En noviembre de 1960, Ruby Bridges, de seis años, asistió como tantas niñas de su edad a su primer día de clase en la escuela primaria William Frantz, en el estado de Luisiana, Estados Unidos. Lo único que le diferenciaba de sus compañeros era el color de su piel, suficiente como para que la niña tuviera que ser escoltada por unos alguaciles federales y por su madre en lo que fue una de las instantáneas más impactantes sobre el racismo imperante (tolerado por las autoridades locales) en los estados del sur de EE.UU.
Por abc.es
La escuela primaria William Frantz era exclusivamente para blancos y, aunque la Corte Suprema de Justicia de EE.UU. había declarado la segregación ilegal desde 1954, todavía existía una fuerte oposición de parte de los gobiernos y de ciertas comunidades que se negaban a que sus hijos compartieran las aulas con personas de raza negra.

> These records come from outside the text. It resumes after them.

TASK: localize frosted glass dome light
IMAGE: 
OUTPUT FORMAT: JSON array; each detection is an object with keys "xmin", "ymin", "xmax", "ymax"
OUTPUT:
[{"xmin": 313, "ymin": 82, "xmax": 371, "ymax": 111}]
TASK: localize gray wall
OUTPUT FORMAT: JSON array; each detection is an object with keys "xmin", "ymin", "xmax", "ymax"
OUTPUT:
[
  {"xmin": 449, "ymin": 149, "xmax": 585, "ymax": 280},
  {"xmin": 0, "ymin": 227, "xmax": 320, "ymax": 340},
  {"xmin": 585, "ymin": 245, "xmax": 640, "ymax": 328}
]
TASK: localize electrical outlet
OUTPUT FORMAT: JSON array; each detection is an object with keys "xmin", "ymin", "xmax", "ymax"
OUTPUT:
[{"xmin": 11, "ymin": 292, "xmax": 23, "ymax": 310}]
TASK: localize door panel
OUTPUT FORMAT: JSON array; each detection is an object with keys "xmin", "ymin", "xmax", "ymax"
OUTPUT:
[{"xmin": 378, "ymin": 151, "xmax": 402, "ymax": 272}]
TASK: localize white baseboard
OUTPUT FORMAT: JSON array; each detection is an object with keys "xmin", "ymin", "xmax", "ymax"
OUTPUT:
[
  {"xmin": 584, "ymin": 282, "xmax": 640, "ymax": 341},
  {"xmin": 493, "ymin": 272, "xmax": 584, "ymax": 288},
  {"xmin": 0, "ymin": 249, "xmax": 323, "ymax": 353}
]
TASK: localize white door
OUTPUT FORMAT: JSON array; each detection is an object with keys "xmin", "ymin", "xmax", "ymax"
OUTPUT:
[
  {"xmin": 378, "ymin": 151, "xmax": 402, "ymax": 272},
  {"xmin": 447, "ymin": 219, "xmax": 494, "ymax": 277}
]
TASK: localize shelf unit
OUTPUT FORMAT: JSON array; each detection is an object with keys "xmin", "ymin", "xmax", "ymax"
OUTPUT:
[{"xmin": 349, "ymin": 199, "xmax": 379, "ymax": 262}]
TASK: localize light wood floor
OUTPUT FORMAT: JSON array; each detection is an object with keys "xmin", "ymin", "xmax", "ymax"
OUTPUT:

Era cuestión simplemente, como en el caso del niño de Canet de Mar (Barcelona) que ha pedido más clases en castellano en su centro de estudio, de que se cumplieran las leyes, aunque las autoridades locales no estuvieran por la labor. Y como este niño, que incluso ha sido amenazado por los independentistas, la pequeña Bridges tuvo que ser asistida por los poderes federales para ejercer su derecho a una educación pública.
Cuatro hombres blancos se acercaron aquel primer día a la puerta de su casa. Llevaban placas policiales y una banda amarilla en el brazo. «Señora. Somos agentes federales. Nos envía el presidente Einsenhower. Venimos a acompañarlas al colegio», afirmaron a la señora Bridges.
Los padres habían sido invitados por la Asociación Nacional del Progreso de las Personas de Color para participar en el sistema de integración racial de Nueva Orleans. Si bien el padre se mostró reticente, su madre fue enfática en que su hija recibiera la misma educación que el resto y que abriera el camino a otros menores afroamericanos. Como primera condición para asistir a este escuela para blancos, el grupo de niños negros a los que les correspondía este colegio tuvieran que demostrar que tenían suficiente nivel académico superando un examen escrito hecho difícil a conciencia.
Rudy fue una de los seis niños que resultaron aptos, pero fue la única que se decidió a asistir a la escuela, que en esos días se convirtió en un polvorín entre activistas favorables a la segregación y defensores de acabar con el racismo. El primer día hubo gritos, cantos y carteles. Piedras, monedas y hasta algunas botellas atravesaban el aire. «Creía que era alguna celebración», contó décadas después Ruby, que desde su mirada infantil no alcanzó a comprender la importancia histórica de su gesto.
A pesar de que el colegio debió aceptar el mandato federal, Bridges y su familia sufrieron un gran número de represalias por algo tan sencillo como acudir al colegio. Los padres de otros niños sacaron a sus hijos del centro, una mujer amenazó con envenenar a Ruby, otra le enseñó una muñeca negra en un ataúd cuando entraba por la puerta. El primer día, el resto de alumnos le hizo el vacío, pero el segundo otros niños y padres se saltaron el cordón policial invocando su derecho a una educación plena. Con todo, la niña asistió a clases durante todo un año sola, únicamente acompañada de una profesora blanca venida de Boston, Barbara Henry, que fue quien le dio clase después de que los otros maestros renunciaran a esta labor.
Incluso si tenía que ir al baño, Ruby debía ser escoltada por agentes federales. Aunque nunca lloró, la pequeña comenzó a tener pesadillas y comportamientos erráticos, por los que tuvo que ser asistida dos veces a la semana por un psicólogo de niños. Finalmente, se graduó de la secundaria en el centro Francis T. Nicholls y, tras estudiar Turismo en Kansas, trabajó como agente de viajes durante quince años. En 1999 creó la Fundación Ruby Bridges para promover los valores de la tolerancia y el respeto a las diferencias. Su historia inspiró una película y se convirtió en un icono.